No one knows anything and no one beyond the protagonist has any consciousness in Lurid & Cute. It’s the sort of book whose good reviews make one learn to distrust good reviews. The book is not bad. It just sort is, as if someone hoovered up the thoughts of a bright but unambitious hipster and failed to organize them adequately. The narrator isn’t as intellectually associative as someone like Roland Barthes or Camille Paglia, whose styles can sometimes be forgiven for their insights.
Perhaps unsurprisingly I’ve been unable to sell Lurid & Cute on Amazon, where repeated price drops get matched by bots with excess inventory. Sometimes the market speaks and it’s wrong; other times, it speaks and it’s right. The novel starts cleverly:
I liked the bright vibe. But also I knew that although I liked the vibe it was not the vibe of my usual bedroom, just as the girl who was sleeping beside me in what seemed to be a hotel room was not my happy wife. It was that kind of problem situation, and while I acknowledge that some people would not feel that this is after all so bad – and that waking beside a person who is not ethically your own is just the usual way most humans enter the moral realm and therefore, kiddo, live with it – still, I could not be so suave.
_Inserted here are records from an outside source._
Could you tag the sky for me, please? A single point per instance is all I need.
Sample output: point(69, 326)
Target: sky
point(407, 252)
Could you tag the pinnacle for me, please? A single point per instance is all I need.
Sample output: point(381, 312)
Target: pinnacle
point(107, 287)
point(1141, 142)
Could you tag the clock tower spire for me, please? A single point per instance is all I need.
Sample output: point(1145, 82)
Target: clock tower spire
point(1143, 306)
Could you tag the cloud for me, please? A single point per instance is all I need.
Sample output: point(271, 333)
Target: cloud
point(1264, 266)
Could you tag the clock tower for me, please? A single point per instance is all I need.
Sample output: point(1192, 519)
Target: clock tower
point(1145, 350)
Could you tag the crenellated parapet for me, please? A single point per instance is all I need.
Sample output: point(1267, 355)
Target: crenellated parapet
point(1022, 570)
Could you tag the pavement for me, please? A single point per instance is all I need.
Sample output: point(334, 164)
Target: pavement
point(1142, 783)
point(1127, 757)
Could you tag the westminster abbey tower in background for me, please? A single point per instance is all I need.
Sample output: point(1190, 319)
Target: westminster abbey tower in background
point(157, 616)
But it goes nowhere, albeit in a way that’s hard to describe. The preceding sentences are representative: Thirlwell or his narrator is fond of length, and if you too are fond of length and of digression loosely related to whatever is kind of at hand, you may like it too. The style is often simultaneously too normal and too weird: “The entire history of my wasted time seemed sad to me, like it turned out to be a menace where no menace seemed to be visible, and I berated myself that, vigilant as I always was for signs of menace, I had not noticed that the true menace was right there [. . . ]” The book seems to offer itself as an example of wasted time, too, on par with the YouTube videos mentioned on page 22, but maybe its point is that time wasted and time well-spent are similar. Or more likely the point is the lack of a point, in which case there better be a great story in there. There isn’t here.
Try Merritt Tierce’s Love Me Back instead. That novel stays with me long after I finished. It’s a novel about struggle that’s not a struggle to read, a novel indirectly about politics that doesn’t slap readers in the face with politics, a novel about sex as it’s had now without being polemical. There’s so much there and so little in Lurid & Cute.